Born in1609, he was orphaned at the age of five and placed under the guardianship of a Puritanical vicar until he was 16. He then won a place at Magdalen Hall, Oxford University, where he was attracted to Holy Orders but changed his mind to become something of a playboy.
He joined the Army but later found himself defending his own patrimony in a London court. His counsel was the famous lawyer, Serjeant Glanville, who recognised the legal ability of young Hale and persuaded him to study law. He developed a passionate interest in all things legal and apart from studying law for 16 hours a day, managed also to research mathematics, physics, chemistry and anatomy. He was called to the Bar in 1637.
He rose to the top of his profession with remarkable speed and did his best never to get involved in politics.
But he could not avoid this – he found himself sitting in Cromwell’s Parliament as a member for Gloucestershire, and at the Restoration of the Monarchy, Charles II appointed him Chief Baron of the Exchequer along with a knighthood. Eleven years later, he became Lord Chief Justice of England.
It was his work as a lawyer, particularly some of his remarks about witches, that have ensured his name remains part of the witch lore of England. There is no doubt he was a very good judge who became a firm friend of many senior clergymen, but his career as a high court judge was not without criticism.
As late as 1664, when the persecution of alleged witches was declining, Lord Justice Hale found himself being severely criticised because he sentenced to death two women on a charge of practising witchcraft. He was further criticised for hastening the execution of a soldier whom he had reason to believe was about to be granted a pardon.
However, one of his famous quotations continues to be quoted in modern times. In a period when the truth about witchcraft was being debated at high level, Sir Matthew appears to have been unsure about whether or not there were really such creatures as witches.
He stated emphatically that: “There must be such things as witches because there are laws against witches and it is not conceivable that laws would be made against that which does not exist.”

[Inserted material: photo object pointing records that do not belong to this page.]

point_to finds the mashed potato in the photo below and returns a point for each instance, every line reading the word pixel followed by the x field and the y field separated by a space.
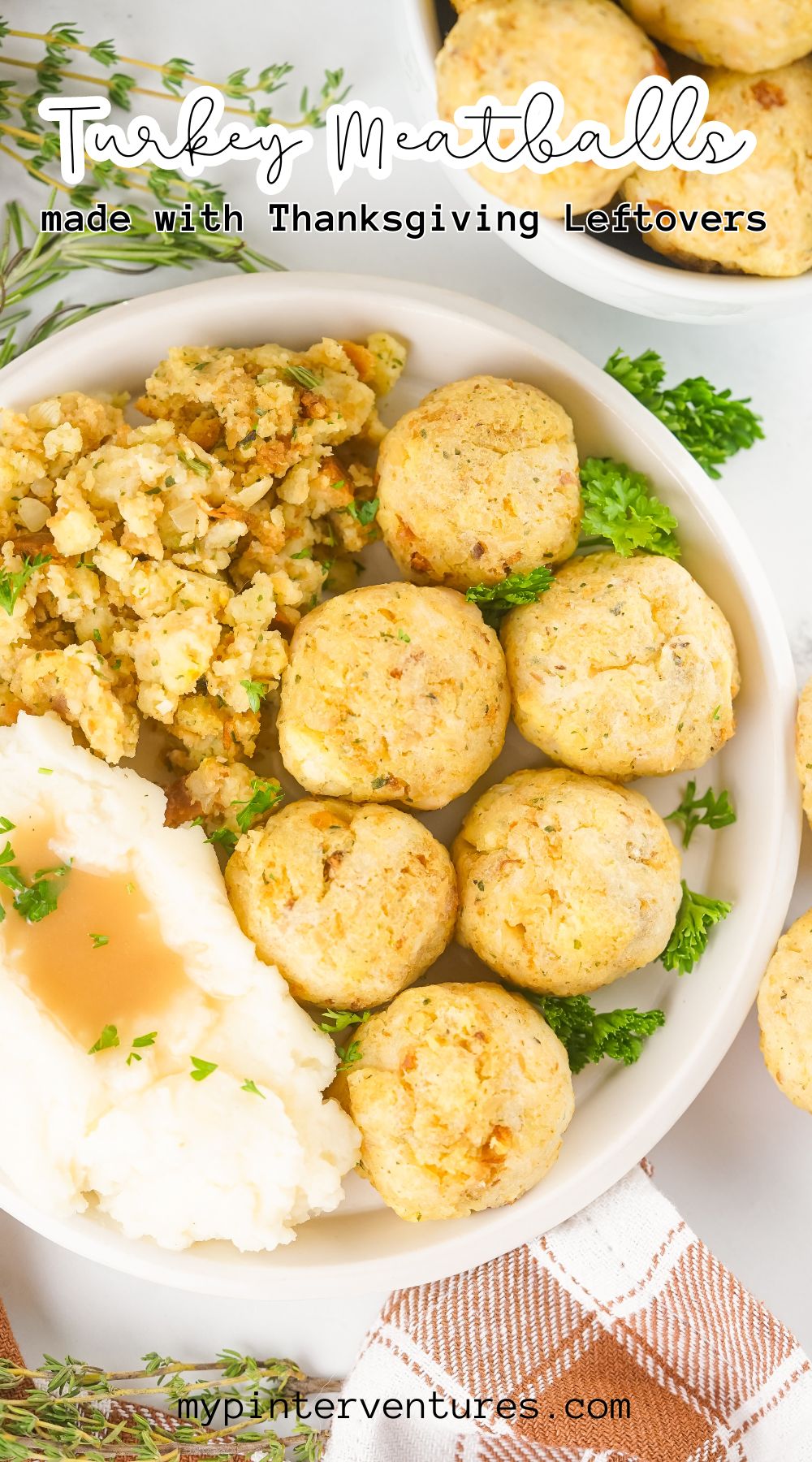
pixel 393 694
pixel 746 36
pixel 589 49
pixel 624 668
pixel 351 902
pixel 777 179
pixel 166 1155
pixel 462 1096
pixel 804 747
pixel 481 480
pixel 784 1014
pixel 565 882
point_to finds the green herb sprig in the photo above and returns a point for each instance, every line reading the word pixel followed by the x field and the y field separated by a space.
pixel 62 1410
pixel 589 1036
pixel 696 917
pixel 333 1021
pixel 623 509
pixel 711 424
pixel 32 901
pixel 707 811
pixel 495 599
pixel 29 261
pixel 14 584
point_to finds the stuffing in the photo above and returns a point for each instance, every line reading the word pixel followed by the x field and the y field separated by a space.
pixel 158 570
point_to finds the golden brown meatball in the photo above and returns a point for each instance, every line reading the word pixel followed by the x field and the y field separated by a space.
pixel 351 902
pixel 746 36
pixel 481 480
pixel 462 1096
pixel 624 668
pixel 784 1014
pixel 777 179
pixel 565 882
pixel 393 694
pixel 589 49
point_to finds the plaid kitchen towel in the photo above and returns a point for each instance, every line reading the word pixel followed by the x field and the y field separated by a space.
pixel 614 1338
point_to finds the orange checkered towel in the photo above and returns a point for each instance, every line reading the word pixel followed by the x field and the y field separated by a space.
pixel 614 1338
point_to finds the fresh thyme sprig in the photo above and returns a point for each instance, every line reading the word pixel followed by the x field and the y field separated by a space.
pixel 32 261
pixel 54 1414
pixel 707 422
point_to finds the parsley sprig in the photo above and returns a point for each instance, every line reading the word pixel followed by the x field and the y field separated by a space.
pixel 711 424
pixel 301 376
pixel 32 901
pixel 266 794
pixel 14 584
pixel 694 921
pixel 495 599
pixel 623 509
pixel 707 811
pixel 333 1021
pixel 589 1036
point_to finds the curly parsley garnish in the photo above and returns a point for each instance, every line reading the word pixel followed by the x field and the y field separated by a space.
pixel 139 1043
pixel 333 1021
pixel 495 599
pixel 707 422
pixel 256 690
pixel 107 1040
pixel 201 1069
pixel 623 509
pixel 303 378
pixel 589 1034
pixel 707 811
pixel 694 921
pixel 14 584
pixel 364 512
pixel 32 901
pixel 265 796
pixel 195 464
pixel 348 1056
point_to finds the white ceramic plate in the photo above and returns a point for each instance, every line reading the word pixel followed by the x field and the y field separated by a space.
pixel 583 261
pixel 621 1113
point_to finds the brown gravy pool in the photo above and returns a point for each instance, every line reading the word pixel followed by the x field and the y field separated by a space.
pixel 126 983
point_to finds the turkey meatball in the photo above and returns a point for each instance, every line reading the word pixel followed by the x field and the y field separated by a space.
pixel 351 902
pixel 479 482
pixel 393 694
pixel 624 668
pixel 565 882
pixel 589 49
pixel 462 1096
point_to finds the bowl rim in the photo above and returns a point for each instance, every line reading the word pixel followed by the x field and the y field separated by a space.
pixel 590 265
pixel 777 853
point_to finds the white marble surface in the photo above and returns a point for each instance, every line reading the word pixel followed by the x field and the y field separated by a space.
pixel 738 1162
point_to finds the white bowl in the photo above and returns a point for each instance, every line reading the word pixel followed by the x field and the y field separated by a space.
pixel 583 261
pixel 621 1113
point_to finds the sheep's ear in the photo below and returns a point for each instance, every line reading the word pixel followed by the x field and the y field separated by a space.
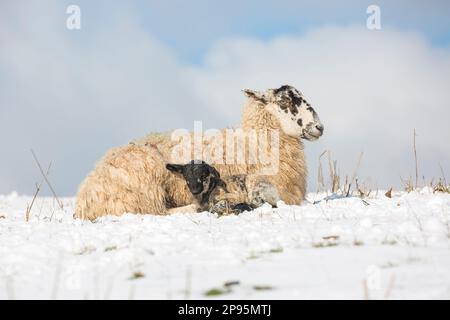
pixel 258 96
pixel 175 168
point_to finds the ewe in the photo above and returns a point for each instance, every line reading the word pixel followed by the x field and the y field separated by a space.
pixel 134 179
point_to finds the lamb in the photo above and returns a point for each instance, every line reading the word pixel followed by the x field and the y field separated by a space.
pixel 211 193
pixel 133 178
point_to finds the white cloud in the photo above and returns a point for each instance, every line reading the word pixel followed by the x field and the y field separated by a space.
pixel 70 96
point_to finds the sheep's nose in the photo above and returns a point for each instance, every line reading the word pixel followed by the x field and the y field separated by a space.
pixel 320 128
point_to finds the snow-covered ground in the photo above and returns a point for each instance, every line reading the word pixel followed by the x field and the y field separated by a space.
pixel 345 248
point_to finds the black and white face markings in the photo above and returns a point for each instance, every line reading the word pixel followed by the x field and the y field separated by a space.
pixel 295 114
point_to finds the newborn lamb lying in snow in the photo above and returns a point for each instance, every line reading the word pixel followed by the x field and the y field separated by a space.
pixel 231 195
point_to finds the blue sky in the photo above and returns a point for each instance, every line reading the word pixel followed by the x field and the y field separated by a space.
pixel 192 27
pixel 142 66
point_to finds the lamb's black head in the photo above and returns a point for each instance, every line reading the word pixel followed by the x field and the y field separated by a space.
pixel 201 178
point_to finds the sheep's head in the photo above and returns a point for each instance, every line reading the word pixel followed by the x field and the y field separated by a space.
pixel 201 178
pixel 296 116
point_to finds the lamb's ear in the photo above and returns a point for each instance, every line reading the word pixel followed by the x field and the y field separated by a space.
pixel 223 185
pixel 258 96
pixel 175 168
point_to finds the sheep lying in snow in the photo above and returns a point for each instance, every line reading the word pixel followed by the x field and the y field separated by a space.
pixel 233 194
pixel 133 178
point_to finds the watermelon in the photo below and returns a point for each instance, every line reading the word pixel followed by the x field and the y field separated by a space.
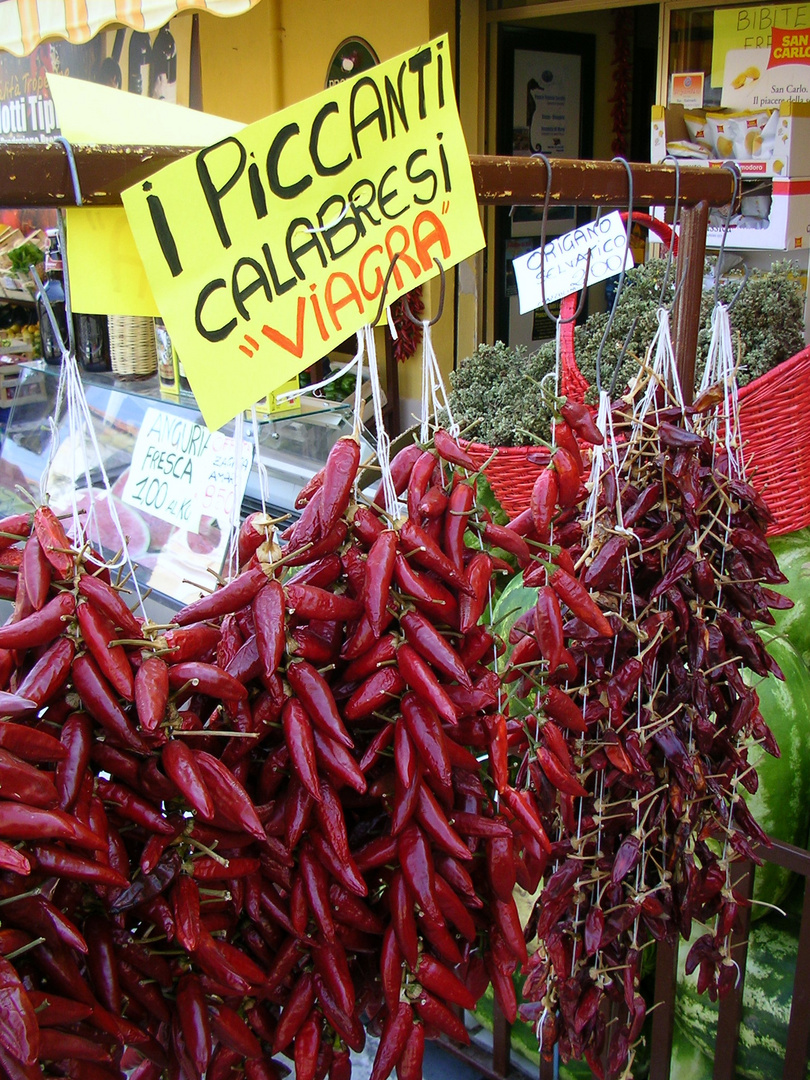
pixel 782 801
pixel 687 1062
pixel 132 523
pixel 767 997
pixel 793 553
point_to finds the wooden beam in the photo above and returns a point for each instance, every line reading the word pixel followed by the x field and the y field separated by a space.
pixel 521 180
pixel 38 174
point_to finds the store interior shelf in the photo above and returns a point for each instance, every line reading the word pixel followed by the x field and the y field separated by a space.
pixel 308 405
pixel 170 557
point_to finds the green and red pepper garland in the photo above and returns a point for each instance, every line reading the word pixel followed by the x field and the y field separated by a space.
pixel 299 812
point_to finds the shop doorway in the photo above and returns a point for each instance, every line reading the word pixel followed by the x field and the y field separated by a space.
pixel 571 85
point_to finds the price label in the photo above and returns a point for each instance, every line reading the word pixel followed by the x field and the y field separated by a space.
pixel 562 266
pixel 180 471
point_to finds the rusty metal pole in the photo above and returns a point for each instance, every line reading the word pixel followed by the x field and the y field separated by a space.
pixel 686 315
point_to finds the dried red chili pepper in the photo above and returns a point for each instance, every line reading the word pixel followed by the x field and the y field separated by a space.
pixel 54 540
pixel 459 508
pixel 229 796
pixel 180 766
pixel 338 478
pixel 419 676
pixel 473 604
pixel 309 602
pixel 581 604
pixel 393 1040
pixel 97 633
pixel 424 728
pixel 581 420
pixel 336 759
pixel 544 499
pixel 448 449
pixel 300 744
pixel 378 576
pixel 40 628
pixel 50 674
pixel 268 611
pixel 316 698
pixel 102 704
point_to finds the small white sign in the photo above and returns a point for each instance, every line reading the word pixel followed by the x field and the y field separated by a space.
pixel 180 471
pixel 565 259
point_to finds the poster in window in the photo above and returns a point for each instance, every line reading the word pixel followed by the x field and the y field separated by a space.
pixel 547 103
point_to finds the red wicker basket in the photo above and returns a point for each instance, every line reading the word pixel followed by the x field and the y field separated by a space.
pixel 773 412
pixel 772 421
pixel 510 472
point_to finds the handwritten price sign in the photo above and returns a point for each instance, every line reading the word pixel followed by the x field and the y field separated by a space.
pixel 565 260
pixel 267 248
pixel 180 471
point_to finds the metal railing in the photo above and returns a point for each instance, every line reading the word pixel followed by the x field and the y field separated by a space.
pixel 495 1062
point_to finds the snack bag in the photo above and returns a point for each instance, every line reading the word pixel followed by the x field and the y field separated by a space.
pixel 721 131
pixel 769 135
pixel 748 134
pixel 699 131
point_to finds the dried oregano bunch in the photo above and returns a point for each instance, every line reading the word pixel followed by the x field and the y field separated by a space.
pixel 767 320
pixel 498 386
pixel 496 394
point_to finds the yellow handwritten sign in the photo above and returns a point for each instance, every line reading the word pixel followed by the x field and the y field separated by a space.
pixel 267 248
pixel 752 28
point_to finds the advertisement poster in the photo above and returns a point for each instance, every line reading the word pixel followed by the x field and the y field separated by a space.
pixel 760 55
pixel 148 64
pixel 547 103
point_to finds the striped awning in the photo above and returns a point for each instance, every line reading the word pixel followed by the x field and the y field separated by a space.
pixel 24 24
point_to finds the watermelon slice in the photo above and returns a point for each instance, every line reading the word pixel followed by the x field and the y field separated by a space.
pixel 782 801
pixel 159 530
pixel 132 523
pixel 767 997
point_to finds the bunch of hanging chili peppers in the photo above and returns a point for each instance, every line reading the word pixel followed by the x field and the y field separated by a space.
pixel 272 824
pixel 643 731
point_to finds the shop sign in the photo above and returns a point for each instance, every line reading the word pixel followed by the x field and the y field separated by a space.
pixel 180 471
pixel 760 55
pixel 267 248
pixel 598 247
pixel 351 56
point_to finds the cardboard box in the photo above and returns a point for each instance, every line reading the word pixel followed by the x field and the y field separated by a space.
pixel 788 223
pixel 791 157
pixel 14 387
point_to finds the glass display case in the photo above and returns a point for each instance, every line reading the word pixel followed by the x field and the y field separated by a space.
pixel 176 542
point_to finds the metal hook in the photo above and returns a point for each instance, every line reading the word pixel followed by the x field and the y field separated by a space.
pixel 386 281
pixel 620 286
pixel 734 170
pixel 434 320
pixel 743 283
pixel 71 166
pixel 676 215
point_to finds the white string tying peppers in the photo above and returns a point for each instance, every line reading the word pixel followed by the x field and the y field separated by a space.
pixel 70 396
pixel 434 393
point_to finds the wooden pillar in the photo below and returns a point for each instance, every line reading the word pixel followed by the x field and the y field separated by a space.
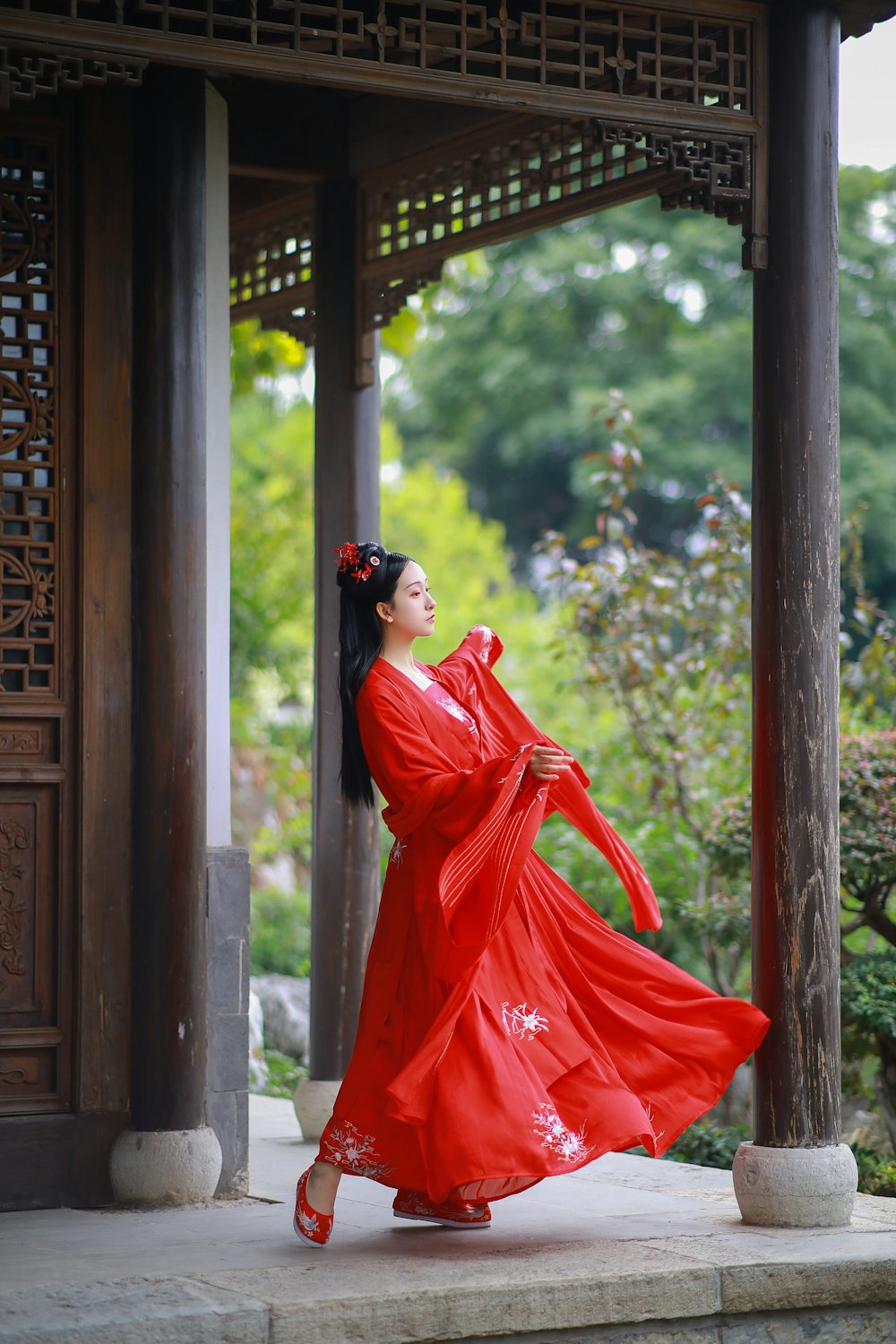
pixel 169 607
pixel 796 870
pixel 346 840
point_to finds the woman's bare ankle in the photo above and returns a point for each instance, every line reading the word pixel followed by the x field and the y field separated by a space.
pixel 323 1183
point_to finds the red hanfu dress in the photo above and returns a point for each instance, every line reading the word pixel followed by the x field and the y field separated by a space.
pixel 506 1032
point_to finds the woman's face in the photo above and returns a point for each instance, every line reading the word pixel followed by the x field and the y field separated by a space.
pixel 413 607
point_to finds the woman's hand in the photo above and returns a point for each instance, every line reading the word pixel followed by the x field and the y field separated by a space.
pixel 547 763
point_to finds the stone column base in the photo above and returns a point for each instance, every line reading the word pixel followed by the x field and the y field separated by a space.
pixel 166 1167
pixel 314 1104
pixel 796 1187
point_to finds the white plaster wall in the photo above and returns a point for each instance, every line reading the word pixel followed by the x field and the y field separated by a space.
pixel 218 470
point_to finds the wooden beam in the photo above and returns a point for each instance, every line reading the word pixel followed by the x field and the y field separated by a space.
pixel 168 1077
pixel 383 131
pixel 346 840
pixel 797 596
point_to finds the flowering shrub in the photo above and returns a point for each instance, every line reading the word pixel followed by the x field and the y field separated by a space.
pixel 868 827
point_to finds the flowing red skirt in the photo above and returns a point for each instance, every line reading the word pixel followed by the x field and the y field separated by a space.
pixel 565 1040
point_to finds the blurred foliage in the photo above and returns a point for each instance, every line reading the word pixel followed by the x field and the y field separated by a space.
pixel 517 340
pixel 868 991
pixel 667 637
pixel 282 1074
pixel 280 932
pixel 876 1171
pixel 708 1145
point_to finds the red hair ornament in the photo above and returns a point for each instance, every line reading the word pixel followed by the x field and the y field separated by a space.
pixel 349 562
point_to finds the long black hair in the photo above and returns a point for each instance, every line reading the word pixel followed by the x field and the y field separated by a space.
pixel 367 574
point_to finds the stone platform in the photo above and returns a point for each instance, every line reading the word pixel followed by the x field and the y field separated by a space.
pixel 625 1250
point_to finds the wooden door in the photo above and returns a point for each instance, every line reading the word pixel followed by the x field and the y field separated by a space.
pixel 65 650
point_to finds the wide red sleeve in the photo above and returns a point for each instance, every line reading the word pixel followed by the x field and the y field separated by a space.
pixel 470 831
pixel 417 773
pixel 501 719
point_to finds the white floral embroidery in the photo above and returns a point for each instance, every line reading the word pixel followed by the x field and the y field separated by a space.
pixel 657 1133
pixel 308 1225
pixel 354 1152
pixel 397 852
pixel 554 1134
pixel 487 640
pixel 522 1021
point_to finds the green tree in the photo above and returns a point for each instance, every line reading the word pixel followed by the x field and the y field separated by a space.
pixel 519 341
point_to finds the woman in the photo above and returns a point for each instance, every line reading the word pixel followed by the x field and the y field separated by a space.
pixel 506 1032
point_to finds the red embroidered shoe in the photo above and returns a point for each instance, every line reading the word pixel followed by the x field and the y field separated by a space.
pixel 311 1228
pixel 450 1214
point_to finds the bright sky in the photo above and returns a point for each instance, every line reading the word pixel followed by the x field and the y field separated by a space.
pixel 868 97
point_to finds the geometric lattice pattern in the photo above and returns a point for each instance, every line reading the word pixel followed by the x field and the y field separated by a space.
pixel 27 74
pixel 457 204
pixel 271 266
pixel 522 174
pixel 656 53
pixel 29 461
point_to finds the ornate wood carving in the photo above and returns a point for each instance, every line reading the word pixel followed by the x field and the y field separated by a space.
pixel 18 918
pixel 568 51
pixel 271 266
pixel 481 188
pixel 29 468
pixel 27 73
pixel 24 742
pixel 34 919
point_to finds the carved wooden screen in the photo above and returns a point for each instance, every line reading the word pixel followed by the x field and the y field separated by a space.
pixel 34 917
pixel 513 177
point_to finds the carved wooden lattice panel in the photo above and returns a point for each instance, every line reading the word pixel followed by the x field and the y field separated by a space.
pixel 271 268
pixel 525 175
pixel 27 390
pixel 662 54
pixel 34 911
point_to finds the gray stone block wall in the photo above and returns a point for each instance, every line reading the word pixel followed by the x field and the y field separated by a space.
pixel 228 1013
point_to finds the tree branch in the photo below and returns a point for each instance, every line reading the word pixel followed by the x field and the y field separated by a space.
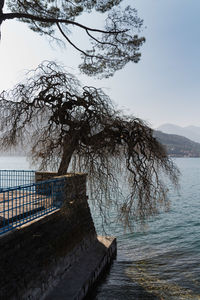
pixel 9 16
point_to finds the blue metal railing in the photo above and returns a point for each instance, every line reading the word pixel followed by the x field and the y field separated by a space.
pixel 14 178
pixel 24 203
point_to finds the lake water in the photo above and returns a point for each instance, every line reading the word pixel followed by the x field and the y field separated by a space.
pixel 162 262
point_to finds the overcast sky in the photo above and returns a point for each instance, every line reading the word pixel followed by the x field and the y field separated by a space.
pixel 164 87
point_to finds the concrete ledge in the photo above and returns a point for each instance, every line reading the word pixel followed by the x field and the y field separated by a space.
pixel 76 283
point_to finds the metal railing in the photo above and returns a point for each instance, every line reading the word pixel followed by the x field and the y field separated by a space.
pixel 14 178
pixel 24 203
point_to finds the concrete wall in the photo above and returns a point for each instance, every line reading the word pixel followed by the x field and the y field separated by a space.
pixel 34 257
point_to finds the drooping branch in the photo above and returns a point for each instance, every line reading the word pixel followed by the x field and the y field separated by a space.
pixel 78 129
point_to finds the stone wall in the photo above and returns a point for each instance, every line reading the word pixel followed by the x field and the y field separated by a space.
pixel 34 257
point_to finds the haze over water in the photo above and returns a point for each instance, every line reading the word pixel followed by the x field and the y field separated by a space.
pixel 164 261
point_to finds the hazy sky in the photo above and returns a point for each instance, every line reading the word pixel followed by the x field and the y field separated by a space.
pixel 164 87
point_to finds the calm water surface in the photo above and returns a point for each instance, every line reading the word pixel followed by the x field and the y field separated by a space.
pixel 164 261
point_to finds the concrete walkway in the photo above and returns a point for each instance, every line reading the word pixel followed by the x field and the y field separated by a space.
pixel 81 277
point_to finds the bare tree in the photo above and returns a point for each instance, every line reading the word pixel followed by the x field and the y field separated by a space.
pixel 111 48
pixel 70 127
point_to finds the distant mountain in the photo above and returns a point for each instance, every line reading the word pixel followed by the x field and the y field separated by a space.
pixel 178 146
pixel 191 132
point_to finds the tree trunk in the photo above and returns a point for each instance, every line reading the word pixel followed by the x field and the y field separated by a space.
pixel 69 145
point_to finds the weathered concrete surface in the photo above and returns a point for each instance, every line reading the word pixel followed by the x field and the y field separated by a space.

Such a quotation cannot take away the immense reputation of Lord Justice Hale, who wrote many legal books as well as books about religion.
He died peacefully at Alderley in Gloucestershire on Christmas Day, 1676.
NEXT week marks the anticipated arrival of the Halcyon Days which are said to begin on December 11 and continue for 14 days.
According to ancient lore, the Halcyon Days were a period of mild, calm, and pleasant weather which were also associated with great happiness and prosperity.
Even today, the term suggests a time of idyllic happiness and wealth.
The halcyon, said by some authorities to be a type of kingfisher, was a mythical bird of Greece that was said to nest on the sea, a feat that could be achieved due to the wonderful calmness of the waves at that time. It was a fact that the seas around Greece did enjoy a period of unusual calmness during this period but it is perhaps surprising that the term has spread to many other parts of the world.
Here in Britain, we do have wild kingfishers but we do not associate them with our coastline or sea. However, if the weather turns extremely rough and cold with ice and snow, then our native kingfishers have difficulty surviving inland and are known to visit coastal areas where there is a better chance of food and survival.
I suppose we could refer to those times as halcyon days for kingfishers.